A/N: Final chapter! Wow! Disclaimer is at the beginning.

Chapter 15-Mending and Meetings


"…spent too much of his own strength…"

"…on the mend…"

Aragorn's eyes flew open and he found with chagrin that he was in his old bed in his old room. Lord Elrond sat stiffly in a nearby chair, reading a tattered tome he'd probably memorized long ago. His clenched jaw gave away his anger, though it was belied by the furrow in his brow. Aragorn didn't need to ask what had happened; earlier events still swam in his foggy mind. His father pretended not to notice as he attempted to sit up a first time, then a second. As his third try elicited a grunt and their eyes met.

"You've quite weakened yourself, Estel. You'll be fortunate if you're out of bed unaided by the end of the week." The elf's face softened as he finally relented and set the book aside.

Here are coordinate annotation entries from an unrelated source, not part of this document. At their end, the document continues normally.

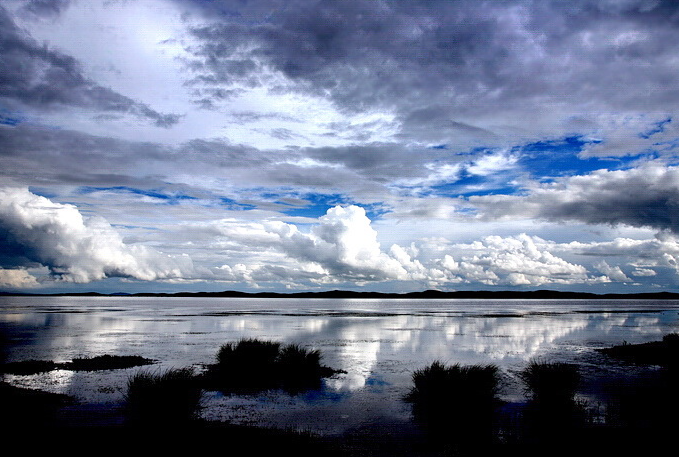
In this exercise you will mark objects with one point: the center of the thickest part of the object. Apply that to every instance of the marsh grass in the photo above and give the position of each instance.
(105, 362)
(28, 367)
(552, 413)
(550, 382)
(664, 353)
(157, 398)
(252, 365)
(456, 404)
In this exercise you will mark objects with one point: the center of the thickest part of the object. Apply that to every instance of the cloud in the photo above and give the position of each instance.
(449, 70)
(17, 278)
(646, 196)
(614, 273)
(33, 229)
(515, 260)
(37, 76)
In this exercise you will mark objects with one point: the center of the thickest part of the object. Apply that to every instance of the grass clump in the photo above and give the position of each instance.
(551, 381)
(105, 362)
(252, 365)
(28, 367)
(101, 362)
(162, 398)
(664, 353)
(456, 404)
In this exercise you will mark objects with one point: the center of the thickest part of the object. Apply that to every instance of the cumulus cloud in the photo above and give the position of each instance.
(343, 247)
(35, 230)
(646, 196)
(614, 273)
(514, 260)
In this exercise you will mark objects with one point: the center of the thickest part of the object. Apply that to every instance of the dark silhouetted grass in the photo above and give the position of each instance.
(552, 414)
(550, 381)
(456, 404)
(162, 398)
(101, 362)
(664, 353)
(28, 409)
(252, 365)
(28, 367)
(105, 362)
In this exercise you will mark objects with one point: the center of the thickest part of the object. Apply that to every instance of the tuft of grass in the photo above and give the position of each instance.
(105, 362)
(252, 365)
(162, 398)
(664, 353)
(455, 385)
(456, 404)
(28, 367)
(101, 362)
(550, 381)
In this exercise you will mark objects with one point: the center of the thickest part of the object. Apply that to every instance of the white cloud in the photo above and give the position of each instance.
(515, 260)
(76, 249)
(614, 273)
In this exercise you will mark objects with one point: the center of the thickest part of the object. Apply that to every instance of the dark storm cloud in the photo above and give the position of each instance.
(446, 61)
(35, 75)
(647, 196)
(46, 8)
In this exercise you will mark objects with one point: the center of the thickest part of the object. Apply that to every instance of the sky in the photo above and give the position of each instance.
(309, 145)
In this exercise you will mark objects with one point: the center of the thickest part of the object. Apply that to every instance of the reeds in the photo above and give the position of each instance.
(550, 381)
(252, 365)
(455, 404)
(162, 398)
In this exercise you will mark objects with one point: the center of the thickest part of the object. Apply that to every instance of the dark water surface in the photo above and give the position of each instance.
(379, 343)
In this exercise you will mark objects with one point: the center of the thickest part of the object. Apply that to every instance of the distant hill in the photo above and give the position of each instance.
(427, 294)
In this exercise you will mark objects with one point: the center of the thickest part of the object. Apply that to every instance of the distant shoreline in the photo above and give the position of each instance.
(427, 294)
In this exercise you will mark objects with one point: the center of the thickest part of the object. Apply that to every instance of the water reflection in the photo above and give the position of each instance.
(378, 343)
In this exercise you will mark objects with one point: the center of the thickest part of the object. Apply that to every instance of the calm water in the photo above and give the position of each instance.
(379, 343)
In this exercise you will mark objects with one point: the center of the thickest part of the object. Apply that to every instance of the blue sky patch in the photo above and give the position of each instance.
(556, 158)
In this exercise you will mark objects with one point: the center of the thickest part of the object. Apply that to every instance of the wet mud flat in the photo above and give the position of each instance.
(636, 413)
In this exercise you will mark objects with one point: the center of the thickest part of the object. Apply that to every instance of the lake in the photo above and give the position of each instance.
(378, 343)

Once he was propped up by the heap of pillows, the ranger looked down at the coverlet. He felt like a tween again, being scolded like this. "I knew what I was doing, Ada."

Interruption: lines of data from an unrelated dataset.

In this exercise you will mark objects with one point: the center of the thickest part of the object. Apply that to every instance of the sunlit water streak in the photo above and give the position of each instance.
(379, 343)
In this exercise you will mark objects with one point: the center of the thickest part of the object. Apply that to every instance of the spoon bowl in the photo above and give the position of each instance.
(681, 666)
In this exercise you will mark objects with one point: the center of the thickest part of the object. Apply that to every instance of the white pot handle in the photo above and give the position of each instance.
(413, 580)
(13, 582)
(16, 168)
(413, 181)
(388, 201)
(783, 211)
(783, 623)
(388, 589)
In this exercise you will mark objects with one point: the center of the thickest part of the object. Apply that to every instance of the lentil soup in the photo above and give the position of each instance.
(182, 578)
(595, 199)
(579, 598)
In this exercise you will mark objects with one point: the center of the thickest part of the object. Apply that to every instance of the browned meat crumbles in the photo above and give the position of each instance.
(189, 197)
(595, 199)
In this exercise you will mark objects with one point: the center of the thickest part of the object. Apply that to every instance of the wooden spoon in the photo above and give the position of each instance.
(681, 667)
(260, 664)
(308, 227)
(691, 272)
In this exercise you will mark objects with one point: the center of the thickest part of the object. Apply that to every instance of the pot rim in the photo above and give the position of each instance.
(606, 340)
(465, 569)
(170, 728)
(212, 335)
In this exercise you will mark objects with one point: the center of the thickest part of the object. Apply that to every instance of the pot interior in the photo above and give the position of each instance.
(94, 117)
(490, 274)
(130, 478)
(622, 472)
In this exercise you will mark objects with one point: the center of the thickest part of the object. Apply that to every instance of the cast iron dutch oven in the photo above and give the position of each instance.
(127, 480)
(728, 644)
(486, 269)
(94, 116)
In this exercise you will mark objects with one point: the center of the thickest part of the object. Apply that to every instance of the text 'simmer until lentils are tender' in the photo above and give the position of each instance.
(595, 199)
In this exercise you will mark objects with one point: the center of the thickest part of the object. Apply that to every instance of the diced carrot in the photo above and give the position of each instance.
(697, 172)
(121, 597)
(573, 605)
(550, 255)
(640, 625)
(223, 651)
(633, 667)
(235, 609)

"I know. That is why I am angry with you, Estel. You are important, too."

"I couldn't see him in more pain. I couldn't bear it."

Elrond's calm was clearly forced as he bit out, "You weakened your heart, and you are very fortunate you did not incur more permanent damage." The shadows around his eyes told Aragorn more than he desired to know, and he shuddered at his close call, not because he was afraid of death, but because of the despair he saw in the depths of those eyes.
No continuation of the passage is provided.